Why? FDT isn’t influenced in its decision by the note, so there is no loss of subjunctive dependence when this assumption isn’t added. (Or so it seems to me: I am operating at the limits of my FDT-knowledge here.)
How would this work? Your strategy seems to be “Left-box unless the note says there’s a bomb in Left”. This ensures the predictor is right whether she puts a bomb in Left or not, and doesn’t optimize expected utility.
It doesn’t kill you in a case when you can choose not to be killed, though, and that’s the important thing.
It costs you p * $100 for 0 ⇐ p ⇐ 1 where p depends on how “mean” you believe the predictor is. Left-boxing costs 10^-24 * $1,000,000 = $10^-18 if you value life at a million dollars.

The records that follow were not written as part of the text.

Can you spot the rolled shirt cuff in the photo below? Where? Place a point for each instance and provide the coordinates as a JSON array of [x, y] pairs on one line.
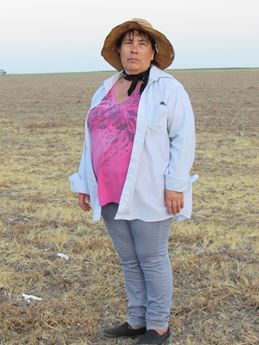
[[179, 185], [78, 184]]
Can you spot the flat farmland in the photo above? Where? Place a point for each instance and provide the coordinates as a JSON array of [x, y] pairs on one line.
[[214, 256]]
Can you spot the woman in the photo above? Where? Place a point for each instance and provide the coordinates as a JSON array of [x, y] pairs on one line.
[[137, 155]]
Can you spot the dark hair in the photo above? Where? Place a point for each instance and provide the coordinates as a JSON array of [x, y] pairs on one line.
[[131, 31]]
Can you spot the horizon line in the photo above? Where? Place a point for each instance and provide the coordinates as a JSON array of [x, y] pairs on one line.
[[109, 71]]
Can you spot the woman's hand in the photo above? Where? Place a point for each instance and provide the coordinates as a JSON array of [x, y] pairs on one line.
[[174, 201], [84, 201]]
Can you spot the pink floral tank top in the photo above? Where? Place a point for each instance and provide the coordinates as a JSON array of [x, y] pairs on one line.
[[112, 126]]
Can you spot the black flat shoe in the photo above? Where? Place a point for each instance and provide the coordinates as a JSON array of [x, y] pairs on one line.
[[152, 337], [123, 330]]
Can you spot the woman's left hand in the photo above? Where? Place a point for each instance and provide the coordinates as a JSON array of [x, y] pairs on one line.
[[174, 201]]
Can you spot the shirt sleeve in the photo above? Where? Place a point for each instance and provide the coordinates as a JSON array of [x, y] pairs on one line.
[[78, 181], [181, 129]]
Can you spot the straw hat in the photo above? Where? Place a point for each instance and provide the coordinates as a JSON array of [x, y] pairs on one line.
[[164, 55]]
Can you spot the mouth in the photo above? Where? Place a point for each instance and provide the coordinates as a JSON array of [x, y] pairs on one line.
[[133, 60]]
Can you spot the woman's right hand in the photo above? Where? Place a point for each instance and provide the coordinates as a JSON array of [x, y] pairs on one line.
[[84, 201]]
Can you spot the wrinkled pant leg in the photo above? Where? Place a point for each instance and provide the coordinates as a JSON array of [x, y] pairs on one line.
[[151, 245], [123, 242]]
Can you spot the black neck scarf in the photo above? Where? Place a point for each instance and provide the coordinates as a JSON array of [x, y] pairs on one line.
[[135, 78]]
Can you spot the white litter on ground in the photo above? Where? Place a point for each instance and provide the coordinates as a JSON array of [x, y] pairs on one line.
[[28, 298], [63, 256]]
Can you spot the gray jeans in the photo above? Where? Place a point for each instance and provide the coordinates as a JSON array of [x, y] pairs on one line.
[[142, 248]]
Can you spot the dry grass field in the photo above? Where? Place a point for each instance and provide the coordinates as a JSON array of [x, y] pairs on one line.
[[214, 256]]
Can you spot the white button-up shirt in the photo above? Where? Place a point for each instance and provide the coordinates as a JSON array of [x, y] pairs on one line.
[[162, 153]]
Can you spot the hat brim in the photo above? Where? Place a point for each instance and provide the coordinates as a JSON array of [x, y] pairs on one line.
[[163, 57]]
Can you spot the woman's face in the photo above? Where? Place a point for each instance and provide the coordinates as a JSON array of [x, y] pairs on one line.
[[136, 52]]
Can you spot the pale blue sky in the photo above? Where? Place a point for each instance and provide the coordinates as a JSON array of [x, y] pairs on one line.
[[39, 36]]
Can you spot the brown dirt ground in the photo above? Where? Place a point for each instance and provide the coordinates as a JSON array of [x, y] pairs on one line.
[[214, 255]]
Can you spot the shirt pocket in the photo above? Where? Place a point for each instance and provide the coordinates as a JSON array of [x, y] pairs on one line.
[[157, 118]]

Then if p > 10^-20, Left-boxing beats your strategy.
Why would I value my life finitely in this case? (Well, ever, really, but especially in this scenario…)
Also, were you operating under the life-has-infinite-value assumption all along? If so, then
You were incorrect about FDT’s decision in this specific problem
You should probably have mentioned you had this unusual assumption, so we could have resolved this discussion way earlier
Note that FDT Right-boxes when you give life infinite value.
What’s special in this scenario with regards to valuing life finitely?
If you always value life infinitely, it seems to me all actions you can ever take get infinite values, as there is always a chance you die, which makes decision making on basis of utility pointless.
Unfortunately, that doesn’t work. The predictor, if malevolent, could then easily make you choose right and pay a $100.
Left-boxing is the best strategy possible as far as I can tell. As in, yes, that extremely unlikely scenario where you burn to death sucks big time, but there is no better strategy possible (unless there is a superior strategy I—and it appears everybody—haven’t/hasn’t thought of).
If you commit to taking Left, then the predictor, if malevolent, can “mistakenly” “predict” that you’ll take Right, making you burn to death. Just like in the given scenario: “Whoops, a mistaken prediction! How unfortunate and improbable! Guess you have no choice but to kill yourself now, how sad…”
There absolutely is a better strategy: don’t knowingly choose to burn to death.
We know the error rate of the predictor, so this point is moot.
I still have to see a strategy incorporating this that doesn’t overall lose by losing utility in other scenarios.
How do we know it? If the predictor is malevolent, then it can “err” as much as it wants.
For the record, I read Nate’s comments again, and I now think of it like this:
To the extent that the predictor was accurate in her line of reasoning, then you left-boxing does NOT result in you slowly burning to death. It results in, well, the problem statement being wrong, because the following can’t all be true:
The predictor is accurate
The predictor predicts you right-box, and places the bomb in left
You left-box
And yes, apparently the predictor can be wrong, but I’d say, who even cares? The probability of the predictor being wrong is supposed to be virtually zero anyway (although as Nate notes, the problem description isn’t complete in that regard).
We know it because it is given in the problem description, which you violate if the predictor ‘can “err” as much as it wants’.